One of the most provocative things a privacy geek can say is "data minimization is dying". Data minimization has been one of the foundations of traditional privacy-think. The idea is basic and appealing: privacy is better protected when less data is collected, when less data is shared, when data is kept for shorter periods of time. This explains the endless debates in privacy circles about how many months computer or phone logs or passenger-name records should be retained, as though a numbers game about retention was the key issue in privacy. It isn't, but a debate over numbers is simple and appealing, and can be relayed by the press in a simple manner.
But whether you like it or not, we're entering an age of data ubiquity. Clearly, technology trends are making this possible, computing power, storage capacity, Internet transmissions have all allowed this to happen. And like all trends in technology, it will have good and bad applications: the same ease of transmission of data that enables billions of people to access information from around the globe makes it easy to transmit malicious viruses as well.
Statistics about the scale of the data deluge are indeed sobering, even if they reflect scales that human brains can't really understand. There are over a trillion web pages now, growing by billions per day. I read that there are now over 40 billion photos on Facebook alone. YouTube users upload over 24 hours of video every minute. The Economist reported that the total amount of data in the world is growing by 60% per year. No matter where you turn on the web, the scale of data growth is stunning. Even if you find concrete steps to advance data minimization, you're just taking a few drops out of the ocean of the data deluge.

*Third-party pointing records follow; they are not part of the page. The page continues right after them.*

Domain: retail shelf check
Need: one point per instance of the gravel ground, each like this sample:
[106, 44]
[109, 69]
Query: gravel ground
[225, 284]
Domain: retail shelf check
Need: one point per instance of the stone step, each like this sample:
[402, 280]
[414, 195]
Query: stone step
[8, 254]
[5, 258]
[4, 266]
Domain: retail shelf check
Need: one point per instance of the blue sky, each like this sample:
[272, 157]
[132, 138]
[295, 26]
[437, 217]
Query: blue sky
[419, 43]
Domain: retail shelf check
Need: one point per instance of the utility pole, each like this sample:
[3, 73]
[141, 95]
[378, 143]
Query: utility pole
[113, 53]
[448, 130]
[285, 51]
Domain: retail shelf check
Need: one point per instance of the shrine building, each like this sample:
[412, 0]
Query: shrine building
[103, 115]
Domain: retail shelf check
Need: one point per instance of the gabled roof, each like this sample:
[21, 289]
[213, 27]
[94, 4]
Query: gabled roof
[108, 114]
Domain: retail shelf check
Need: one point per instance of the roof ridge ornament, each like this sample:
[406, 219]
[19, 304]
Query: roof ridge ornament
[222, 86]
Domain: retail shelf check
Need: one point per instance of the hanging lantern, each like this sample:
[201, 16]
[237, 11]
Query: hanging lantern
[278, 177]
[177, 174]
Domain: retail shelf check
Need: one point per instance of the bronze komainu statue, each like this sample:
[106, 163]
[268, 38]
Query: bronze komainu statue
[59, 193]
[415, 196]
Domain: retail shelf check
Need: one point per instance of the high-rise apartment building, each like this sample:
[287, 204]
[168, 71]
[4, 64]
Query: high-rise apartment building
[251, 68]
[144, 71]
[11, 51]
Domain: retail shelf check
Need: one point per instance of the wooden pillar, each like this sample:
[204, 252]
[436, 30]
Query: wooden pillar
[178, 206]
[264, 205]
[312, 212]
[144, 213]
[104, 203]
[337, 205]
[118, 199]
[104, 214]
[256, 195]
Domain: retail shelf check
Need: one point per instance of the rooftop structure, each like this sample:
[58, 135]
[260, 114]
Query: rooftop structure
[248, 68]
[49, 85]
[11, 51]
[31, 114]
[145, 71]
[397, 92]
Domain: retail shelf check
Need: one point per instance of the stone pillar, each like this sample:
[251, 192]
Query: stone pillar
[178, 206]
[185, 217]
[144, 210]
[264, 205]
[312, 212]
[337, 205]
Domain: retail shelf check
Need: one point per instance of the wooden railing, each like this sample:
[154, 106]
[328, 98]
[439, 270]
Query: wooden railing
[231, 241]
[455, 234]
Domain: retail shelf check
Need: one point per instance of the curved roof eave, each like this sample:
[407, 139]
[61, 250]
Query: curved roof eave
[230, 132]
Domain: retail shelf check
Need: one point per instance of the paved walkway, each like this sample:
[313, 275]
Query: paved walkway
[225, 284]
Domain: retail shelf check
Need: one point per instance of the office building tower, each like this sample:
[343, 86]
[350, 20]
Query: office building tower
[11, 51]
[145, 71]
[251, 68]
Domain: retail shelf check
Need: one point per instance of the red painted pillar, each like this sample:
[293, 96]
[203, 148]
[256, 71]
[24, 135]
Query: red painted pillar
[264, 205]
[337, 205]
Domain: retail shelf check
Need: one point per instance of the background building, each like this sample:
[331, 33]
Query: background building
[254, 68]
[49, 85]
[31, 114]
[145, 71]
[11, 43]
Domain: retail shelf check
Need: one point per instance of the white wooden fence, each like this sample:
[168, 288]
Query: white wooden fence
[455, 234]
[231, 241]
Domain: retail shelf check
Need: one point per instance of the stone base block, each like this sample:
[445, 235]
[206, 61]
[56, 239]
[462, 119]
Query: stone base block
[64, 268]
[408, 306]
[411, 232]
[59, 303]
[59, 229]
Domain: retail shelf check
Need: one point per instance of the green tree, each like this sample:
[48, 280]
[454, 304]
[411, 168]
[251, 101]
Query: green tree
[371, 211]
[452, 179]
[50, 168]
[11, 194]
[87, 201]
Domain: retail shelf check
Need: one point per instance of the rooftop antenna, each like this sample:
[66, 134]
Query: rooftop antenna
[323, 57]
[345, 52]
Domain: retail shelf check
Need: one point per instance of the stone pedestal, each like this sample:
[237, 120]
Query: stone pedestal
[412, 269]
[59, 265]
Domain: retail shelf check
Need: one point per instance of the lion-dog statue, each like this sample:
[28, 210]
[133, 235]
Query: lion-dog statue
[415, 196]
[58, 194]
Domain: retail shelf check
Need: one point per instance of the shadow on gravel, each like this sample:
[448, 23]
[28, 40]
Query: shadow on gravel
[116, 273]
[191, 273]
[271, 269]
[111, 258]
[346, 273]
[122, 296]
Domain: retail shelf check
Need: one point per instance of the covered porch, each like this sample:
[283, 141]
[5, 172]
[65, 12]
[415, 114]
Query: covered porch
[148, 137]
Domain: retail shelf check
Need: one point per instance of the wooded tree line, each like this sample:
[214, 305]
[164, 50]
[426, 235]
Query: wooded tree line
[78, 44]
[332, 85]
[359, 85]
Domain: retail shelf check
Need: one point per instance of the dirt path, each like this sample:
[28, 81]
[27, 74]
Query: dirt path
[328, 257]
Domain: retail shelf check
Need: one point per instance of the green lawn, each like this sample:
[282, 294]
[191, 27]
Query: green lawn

There's no doubt that the Information Age is doing a lot of great stuff with this data deluge. It's also true that this data deluge is posing unprecedented challenges to privacy. I've struggled with this conundrum for many years. I don't think there's a better solution than trying to create maximum transparency and putting control over data back into people's hands, as best as possible. Trying to stop the data deluge is either Sisyphean or chimerical. But trying to decide on behalf of people also undermines the fundamental dignity and choice that each individual should be able to exercize over his/her own data. Of course, not all people can or will exercize responsible control over their own data. But putting transparency and control into users' hands is much like democracy. It fundamentally empowers the individual to make choices and trade-offs about data: making choices between data benefits and privacy. It's not perfect, of course, but it's still better than putting someone else (like governments or companies) in charge of those decisions. I think companies, governments and privacy professionals should define success foremost by whether we contribute to putting people in charge of their own data. As Churchill said: It has been said that democracy is the worst form of government except all the others that have been tried.